# Twats who won't give in!



## bec21tt (Feb 27, 2003)

Dear, oh dear, oh dear :

Three times last night the same Citroen saxo TRIED to race me off the lights, three times he failed.

Enough already you twat, give up!!


----------



## cuTTsy (Jan 31, 2003)

I don't understand why they try in the first place.
MG Rover drivers are just as bad they always want to race.


----------



## andytt (Sep 25, 2002)

i find that men with wavy hair in MGF's are the worst. most SAxoh's up here know the score, however I know one with Nitro that probably shudn't be messed with!. : :-/


----------



## coupe-sport (May 7, 2002)

> three times he failed


So were you racing him then


----------



## bec21tt (Feb 27, 2003)

Well, I had to prove the point to him  ;D


----------



## Widget (May 7, 2002)

If an MGF had a name it would be Julian ;D


----------



## Dotti (Mar 9, 2003)

Your such a girly racer Becky ;D ... keep up the good work these lads need a good seeing to  ;D


----------



## bec21tt (Feb 27, 2003)

Don't worry you can rely on me ;D


----------



## GRANNY (Jun 18, 2002)

BMW's are the worst.

And young lads in very tired Pug's.


----------



## Dotti (Mar 9, 2003)

Think I'll get me push bike out


----------



## Kell (May 28, 2002)

There was a girl with aq Sierra Cosworth used to live near me.

Had a bumper sticker that read.



> *GIRL RACER,
> BENDING THE RULES
> AND RULING THE BENDS*


----------



## kctt (Nov 10, 2002)

> There was a girl with aq Sierra Cosworth used to live near me.
> 
> Had a bumper sticker that read.


It's bad enough out there as it is but she must have been quite a girl......sorry lady 
I'm gonna stick to not entering the traffic light Gran Prix - doesn't do the shopping any good :


----------



## Sim (Mar 7, 2003)

2.0 Clio had a go at me - no chance. ;D


----------



## master_t (Sep 23, 2002)

Had a race with a new M3 just for the fun of it :-[! I didn't do to bad of a job....


----------



## Justman (Sep 18, 2003)

Had a funny moment last week near Heathrow.

Pulled up to the traffic lights and a Citroen Picasso (of all cars!) pulled up next to me. As the lights went green, I slowly pulled away. The guy in the Picasso then decided to leave me for dead and ROARED past. I was shocked

We then stopped at the next traffic lights and I looked over to see that he was ready for another go. I could not stop laughing. Needless to say, it wasn't even close.

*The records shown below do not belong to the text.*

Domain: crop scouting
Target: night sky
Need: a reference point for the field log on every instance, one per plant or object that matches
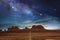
(30, 12)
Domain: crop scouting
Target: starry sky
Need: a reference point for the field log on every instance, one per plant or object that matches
(30, 12)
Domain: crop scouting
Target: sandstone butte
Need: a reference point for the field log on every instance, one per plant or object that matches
(37, 32)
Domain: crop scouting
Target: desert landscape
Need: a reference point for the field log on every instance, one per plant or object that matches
(35, 33)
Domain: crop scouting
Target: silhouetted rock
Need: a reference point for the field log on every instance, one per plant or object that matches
(38, 28)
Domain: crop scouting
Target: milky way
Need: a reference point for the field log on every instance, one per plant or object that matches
(27, 13)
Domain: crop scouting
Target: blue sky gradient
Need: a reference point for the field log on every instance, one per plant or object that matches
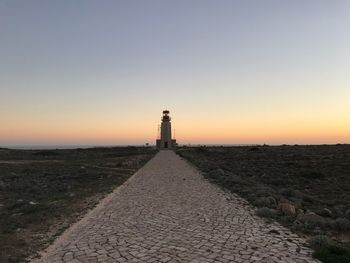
(223, 68)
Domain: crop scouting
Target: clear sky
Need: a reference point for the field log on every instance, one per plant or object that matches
(101, 72)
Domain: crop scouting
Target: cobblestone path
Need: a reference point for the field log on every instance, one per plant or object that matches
(167, 212)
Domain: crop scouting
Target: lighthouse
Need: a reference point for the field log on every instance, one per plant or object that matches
(165, 141)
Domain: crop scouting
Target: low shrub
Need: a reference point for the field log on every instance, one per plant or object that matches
(266, 212)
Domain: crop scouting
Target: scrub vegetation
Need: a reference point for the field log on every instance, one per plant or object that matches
(44, 192)
(305, 188)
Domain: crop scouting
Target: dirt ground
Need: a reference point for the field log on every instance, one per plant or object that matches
(42, 192)
(306, 188)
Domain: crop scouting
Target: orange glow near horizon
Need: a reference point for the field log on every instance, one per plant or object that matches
(203, 132)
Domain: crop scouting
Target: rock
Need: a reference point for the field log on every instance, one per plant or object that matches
(300, 214)
(287, 209)
(347, 213)
(266, 201)
(325, 212)
(217, 173)
(311, 217)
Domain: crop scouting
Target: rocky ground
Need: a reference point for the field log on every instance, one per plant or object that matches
(167, 212)
(44, 192)
(306, 188)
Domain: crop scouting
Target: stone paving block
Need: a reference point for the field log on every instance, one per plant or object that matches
(168, 212)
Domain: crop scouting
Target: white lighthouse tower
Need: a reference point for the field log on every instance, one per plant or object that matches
(165, 141)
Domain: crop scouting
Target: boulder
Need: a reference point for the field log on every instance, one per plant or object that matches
(287, 208)
(312, 218)
(325, 212)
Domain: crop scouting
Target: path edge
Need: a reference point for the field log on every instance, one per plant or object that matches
(43, 254)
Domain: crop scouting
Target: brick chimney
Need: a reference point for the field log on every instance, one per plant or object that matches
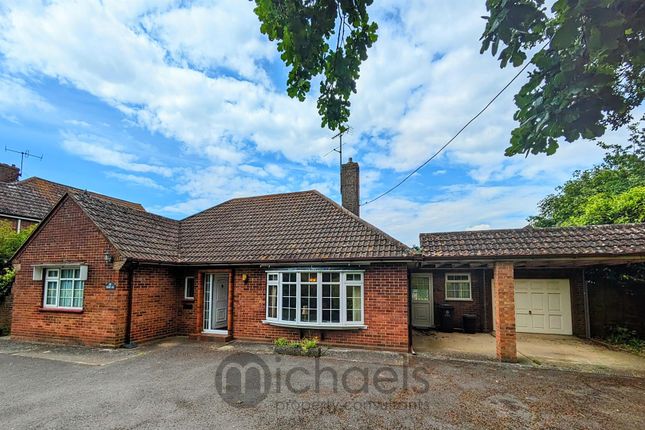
(350, 186)
(9, 173)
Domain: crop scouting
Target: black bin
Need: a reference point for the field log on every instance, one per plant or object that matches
(470, 323)
(445, 316)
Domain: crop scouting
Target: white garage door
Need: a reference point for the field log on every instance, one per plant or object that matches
(543, 306)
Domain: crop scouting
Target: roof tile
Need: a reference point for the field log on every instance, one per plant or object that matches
(605, 240)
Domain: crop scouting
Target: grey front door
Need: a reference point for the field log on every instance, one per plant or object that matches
(421, 295)
(215, 301)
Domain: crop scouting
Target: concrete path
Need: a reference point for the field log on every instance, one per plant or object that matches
(69, 354)
(174, 385)
(565, 352)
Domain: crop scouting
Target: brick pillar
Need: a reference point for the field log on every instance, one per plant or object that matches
(504, 298)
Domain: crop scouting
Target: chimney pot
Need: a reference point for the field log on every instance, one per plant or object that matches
(9, 173)
(350, 186)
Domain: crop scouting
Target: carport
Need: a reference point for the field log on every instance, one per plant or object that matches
(520, 280)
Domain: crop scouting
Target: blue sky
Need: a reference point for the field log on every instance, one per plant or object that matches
(181, 105)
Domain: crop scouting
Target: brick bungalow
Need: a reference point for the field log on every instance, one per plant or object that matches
(289, 265)
(285, 265)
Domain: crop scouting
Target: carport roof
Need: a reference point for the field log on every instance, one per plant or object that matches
(615, 240)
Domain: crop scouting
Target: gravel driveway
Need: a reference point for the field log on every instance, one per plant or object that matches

At least it provided me and mate with something to laugh about in the pub that night! ;D


----------



## scoTTy (May 6, 2002)

Yeah but that was just 1-1 then! Â Since he had the inferior car that means he won!


----------



## Justman (Sep 18, 2003)

I guess he must have, how embarrassing


----------



## Sim (Mar 7, 2003)

Clearly!

3.4.2 of the Highway Code states that 'at 1-1 in any traffic light race the driver of the vehicle with inferior BHP and torque is victorious.'


----------



## andytt (Sep 25, 2002)

sub section 4 also states that should any person wish to engage in said 'race' they must indicate in time by revving the engine to allow the other party to get prepared.

If a challenger sneakily roasts it from a junction without prior warning as to his intentions - he shall be labelled a twat and immdediatly disqualified.



Saw this label on a 205's number plate... was walking past.! :

"lower than your grannies tits"

:-/


----------



## Justman (Sep 18, 2003)

Thank you AndyTT for pointing that out!

I never thought in a million years that a Picasso would want some action!


----------



## Dotti (Mar 9, 2003)

'T W A T' I just love that word so much. twat twat twat . You have to say it and pronounce the 't' ;D


----------



## ChasTT (Oct 17, 2002)

..keep taking the tablets Abi, they were beginning to work :-*


----------



## andytt (Sep 25, 2002)

is it just me or is there something really funny about a woman shouting TWAT

hehe

you dont mean the Roger Melly version of twat do ya luv.. hehe


----------



## Dotti (Mar 9, 2003)

Who is Roger Melly? TWAT ;D


----------



## SteveS (Oct 20, 2003)

The man on the telly. ;D

It's a character from Viz magazine who's rude all the time, Abi.


----------



## Dotti (Mar 9, 2003)

> The man on the telly. ;D
> 
> It's a character from Viz magazine who's rude all the time, Abi.


  are you lot emplying I am rude :.. I mean really... honestly... how on this earth did you come to that conclusion : ;D ... I wonder


----------



## vagman (Sep 6, 2002)

> Clearly!
> 
> 3.4.2 of the Highway Code states that 'at 1-1 in any traffic light race the driver of the vehicle with inferior BHP and torque is victorious.'


This is quite correct.

However, Rule 3.4.3 of said Highway Code goes on to state that vehicle with greater power can claim victory by simultaneously giving him the middle finger and mouthing the word 'wanker', in a manner which can be lip read, whilst storming past him.


----------



## Dotti (Mar 9, 2003)

: remind me to not drive next to you vag ;D


----------



## saint (Dec 6, 2002)

dodgy name Vag anyway


----------



## Dotti (Mar 9, 2003)

I nearly spelt it ***  LOL


----------